The second incident occurred two years later, just after Nevin was hired as a Lecturer. In his first week, he discussed the ethical pros and cons of extracting petroleum from sandy soil to ease the country’s mounting oil shortage (a process called sand fracking). One of the students carried this discussion over to her geology class and rebutted her geology professor, who had advocated that same extraction procedure that Nevin’s class had decided was environmentally unsound. This geology professor happened to be a part-time consultant for an oil company and eventually became the target of student demonstrations against
the growing practice of sand fracking. As a result, the oil company dropped him as a consultant. Blaming Nevin for this incident, he angrily cautioned other faculty members to be wary of this upstart Lecturer.

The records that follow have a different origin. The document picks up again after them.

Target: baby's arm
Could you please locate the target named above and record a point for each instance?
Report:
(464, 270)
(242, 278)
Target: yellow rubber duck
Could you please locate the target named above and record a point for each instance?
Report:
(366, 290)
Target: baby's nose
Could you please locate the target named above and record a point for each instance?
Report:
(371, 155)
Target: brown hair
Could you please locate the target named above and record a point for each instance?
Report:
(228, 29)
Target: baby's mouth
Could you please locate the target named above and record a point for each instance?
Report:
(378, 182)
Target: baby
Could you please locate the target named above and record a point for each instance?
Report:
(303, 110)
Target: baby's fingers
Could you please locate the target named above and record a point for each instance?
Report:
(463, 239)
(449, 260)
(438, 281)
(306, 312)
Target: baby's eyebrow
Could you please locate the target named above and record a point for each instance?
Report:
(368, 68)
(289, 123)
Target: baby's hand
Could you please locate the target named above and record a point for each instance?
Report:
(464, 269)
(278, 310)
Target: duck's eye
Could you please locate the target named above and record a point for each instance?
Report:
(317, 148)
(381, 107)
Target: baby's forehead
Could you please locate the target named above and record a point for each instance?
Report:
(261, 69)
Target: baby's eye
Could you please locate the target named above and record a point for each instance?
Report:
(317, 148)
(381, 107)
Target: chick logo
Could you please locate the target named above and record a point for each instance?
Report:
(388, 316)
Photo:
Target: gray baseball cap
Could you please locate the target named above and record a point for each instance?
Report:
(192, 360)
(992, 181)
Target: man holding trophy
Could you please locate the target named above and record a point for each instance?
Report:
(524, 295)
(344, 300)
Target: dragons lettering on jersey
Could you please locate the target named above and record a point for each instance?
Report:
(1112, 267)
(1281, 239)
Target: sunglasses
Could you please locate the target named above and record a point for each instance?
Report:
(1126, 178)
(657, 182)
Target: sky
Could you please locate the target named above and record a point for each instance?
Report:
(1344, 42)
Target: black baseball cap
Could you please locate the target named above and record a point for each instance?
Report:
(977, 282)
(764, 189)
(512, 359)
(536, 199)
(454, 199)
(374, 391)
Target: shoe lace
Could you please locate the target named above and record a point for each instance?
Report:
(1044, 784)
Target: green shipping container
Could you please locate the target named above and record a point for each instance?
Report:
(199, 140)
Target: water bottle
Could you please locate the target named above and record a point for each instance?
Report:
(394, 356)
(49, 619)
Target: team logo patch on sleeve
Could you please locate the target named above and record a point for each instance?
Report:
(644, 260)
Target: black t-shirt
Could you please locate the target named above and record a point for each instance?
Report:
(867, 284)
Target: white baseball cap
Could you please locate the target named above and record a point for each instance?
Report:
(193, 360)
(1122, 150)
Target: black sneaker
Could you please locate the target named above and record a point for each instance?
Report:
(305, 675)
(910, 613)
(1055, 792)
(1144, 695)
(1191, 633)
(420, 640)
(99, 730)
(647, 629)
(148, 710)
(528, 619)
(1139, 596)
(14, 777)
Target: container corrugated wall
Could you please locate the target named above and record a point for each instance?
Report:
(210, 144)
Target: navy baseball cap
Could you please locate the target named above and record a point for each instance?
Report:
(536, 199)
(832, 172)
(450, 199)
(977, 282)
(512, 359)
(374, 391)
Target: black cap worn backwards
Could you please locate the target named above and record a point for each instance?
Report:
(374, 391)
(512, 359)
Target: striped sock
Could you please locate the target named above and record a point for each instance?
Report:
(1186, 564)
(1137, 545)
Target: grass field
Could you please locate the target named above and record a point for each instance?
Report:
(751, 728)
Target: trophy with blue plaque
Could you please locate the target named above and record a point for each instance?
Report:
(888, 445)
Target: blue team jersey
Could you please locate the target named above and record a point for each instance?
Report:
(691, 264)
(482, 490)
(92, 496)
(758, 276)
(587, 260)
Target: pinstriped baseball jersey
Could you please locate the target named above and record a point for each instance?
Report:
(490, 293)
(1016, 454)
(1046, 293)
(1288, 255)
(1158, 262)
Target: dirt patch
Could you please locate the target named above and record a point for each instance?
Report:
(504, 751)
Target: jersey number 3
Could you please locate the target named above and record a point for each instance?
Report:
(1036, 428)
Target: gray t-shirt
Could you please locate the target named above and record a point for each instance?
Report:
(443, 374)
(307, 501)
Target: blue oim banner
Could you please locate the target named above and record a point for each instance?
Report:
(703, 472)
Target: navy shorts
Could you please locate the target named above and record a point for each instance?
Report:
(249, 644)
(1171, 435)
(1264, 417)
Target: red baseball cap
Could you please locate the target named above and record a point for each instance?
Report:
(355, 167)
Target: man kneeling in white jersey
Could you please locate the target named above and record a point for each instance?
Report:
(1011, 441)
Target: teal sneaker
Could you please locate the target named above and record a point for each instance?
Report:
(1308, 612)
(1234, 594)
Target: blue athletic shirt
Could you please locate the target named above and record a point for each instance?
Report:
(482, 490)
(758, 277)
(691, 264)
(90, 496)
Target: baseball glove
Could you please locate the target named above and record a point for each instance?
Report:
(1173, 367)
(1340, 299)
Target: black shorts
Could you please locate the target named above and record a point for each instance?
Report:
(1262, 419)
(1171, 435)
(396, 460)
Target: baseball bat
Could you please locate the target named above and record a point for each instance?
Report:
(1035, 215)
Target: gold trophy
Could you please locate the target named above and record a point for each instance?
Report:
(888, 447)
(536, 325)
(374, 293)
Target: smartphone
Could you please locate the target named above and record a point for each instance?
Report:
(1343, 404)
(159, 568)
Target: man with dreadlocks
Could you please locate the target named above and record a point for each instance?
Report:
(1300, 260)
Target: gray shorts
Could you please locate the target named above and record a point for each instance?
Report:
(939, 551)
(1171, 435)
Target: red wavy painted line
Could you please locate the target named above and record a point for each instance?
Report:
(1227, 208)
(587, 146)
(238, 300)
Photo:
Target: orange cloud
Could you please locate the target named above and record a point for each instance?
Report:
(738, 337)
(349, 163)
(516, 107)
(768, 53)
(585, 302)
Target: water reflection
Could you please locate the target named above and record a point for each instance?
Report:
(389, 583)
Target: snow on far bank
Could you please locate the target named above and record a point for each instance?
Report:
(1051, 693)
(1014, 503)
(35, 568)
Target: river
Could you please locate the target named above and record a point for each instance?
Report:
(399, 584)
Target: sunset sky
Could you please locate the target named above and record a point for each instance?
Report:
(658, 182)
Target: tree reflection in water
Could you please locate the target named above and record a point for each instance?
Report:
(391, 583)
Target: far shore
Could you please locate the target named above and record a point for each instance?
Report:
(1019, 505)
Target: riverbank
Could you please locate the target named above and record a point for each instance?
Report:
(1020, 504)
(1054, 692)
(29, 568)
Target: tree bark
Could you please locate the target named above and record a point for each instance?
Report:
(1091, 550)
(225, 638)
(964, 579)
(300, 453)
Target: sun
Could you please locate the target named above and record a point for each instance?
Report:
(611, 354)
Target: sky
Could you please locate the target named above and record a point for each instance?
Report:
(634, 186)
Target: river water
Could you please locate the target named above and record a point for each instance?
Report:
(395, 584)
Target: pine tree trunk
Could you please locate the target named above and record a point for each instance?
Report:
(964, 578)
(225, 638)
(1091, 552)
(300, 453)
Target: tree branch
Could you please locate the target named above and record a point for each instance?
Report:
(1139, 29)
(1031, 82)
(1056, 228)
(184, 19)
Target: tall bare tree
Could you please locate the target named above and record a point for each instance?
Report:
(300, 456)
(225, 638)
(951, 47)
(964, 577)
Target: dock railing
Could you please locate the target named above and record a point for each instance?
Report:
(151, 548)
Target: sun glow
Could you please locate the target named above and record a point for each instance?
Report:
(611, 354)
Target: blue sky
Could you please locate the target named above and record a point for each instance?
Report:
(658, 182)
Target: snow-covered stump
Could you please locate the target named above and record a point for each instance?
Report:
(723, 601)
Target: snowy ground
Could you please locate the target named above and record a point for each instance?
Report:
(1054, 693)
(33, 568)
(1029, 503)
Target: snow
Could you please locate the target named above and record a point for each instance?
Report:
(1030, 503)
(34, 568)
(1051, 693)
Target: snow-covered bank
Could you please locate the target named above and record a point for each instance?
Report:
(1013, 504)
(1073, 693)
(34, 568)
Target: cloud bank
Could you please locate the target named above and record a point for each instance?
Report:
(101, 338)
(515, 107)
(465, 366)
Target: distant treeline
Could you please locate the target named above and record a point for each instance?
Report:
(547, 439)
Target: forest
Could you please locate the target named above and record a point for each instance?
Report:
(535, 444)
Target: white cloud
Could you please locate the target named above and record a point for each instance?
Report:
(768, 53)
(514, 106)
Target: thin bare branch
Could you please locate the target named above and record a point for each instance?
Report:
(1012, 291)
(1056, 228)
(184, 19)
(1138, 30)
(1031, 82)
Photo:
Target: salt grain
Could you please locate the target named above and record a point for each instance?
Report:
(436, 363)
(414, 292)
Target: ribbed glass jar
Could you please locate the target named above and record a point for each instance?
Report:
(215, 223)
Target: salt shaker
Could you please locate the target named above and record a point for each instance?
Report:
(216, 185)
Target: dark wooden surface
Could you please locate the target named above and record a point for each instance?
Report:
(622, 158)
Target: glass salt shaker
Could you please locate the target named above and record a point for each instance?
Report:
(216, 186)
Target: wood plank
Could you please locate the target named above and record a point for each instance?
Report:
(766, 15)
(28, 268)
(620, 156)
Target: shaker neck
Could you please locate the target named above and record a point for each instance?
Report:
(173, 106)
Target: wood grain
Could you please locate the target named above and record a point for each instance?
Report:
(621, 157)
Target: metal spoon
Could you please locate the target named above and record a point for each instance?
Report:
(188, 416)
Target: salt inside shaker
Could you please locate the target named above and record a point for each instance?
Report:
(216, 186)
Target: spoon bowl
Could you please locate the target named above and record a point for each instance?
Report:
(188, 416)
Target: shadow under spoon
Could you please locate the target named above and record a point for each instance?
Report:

Nevin dropped his napkin to his plate and got up to leave, his breakfast mostly uneaten. After paying his bill, he left the cafe. Judy watched him leave, noticing that he was not carrying his ever-present briefcase. He must have absent-mindedly forgotten it, she said to the cashier, but that was not so. When leaving his apartment earlier that morning, he gathered his briefcase with his class notes as usual. After a second thought, he flung it into a trash bin. For him, that was a rare impulsive act. His class notes were always impeccable and he never went to class without them, but today he left that behind as a silent, albeit impotent, protest against the forces that were changing his life. For Nevin, this was a rare concession to emotion.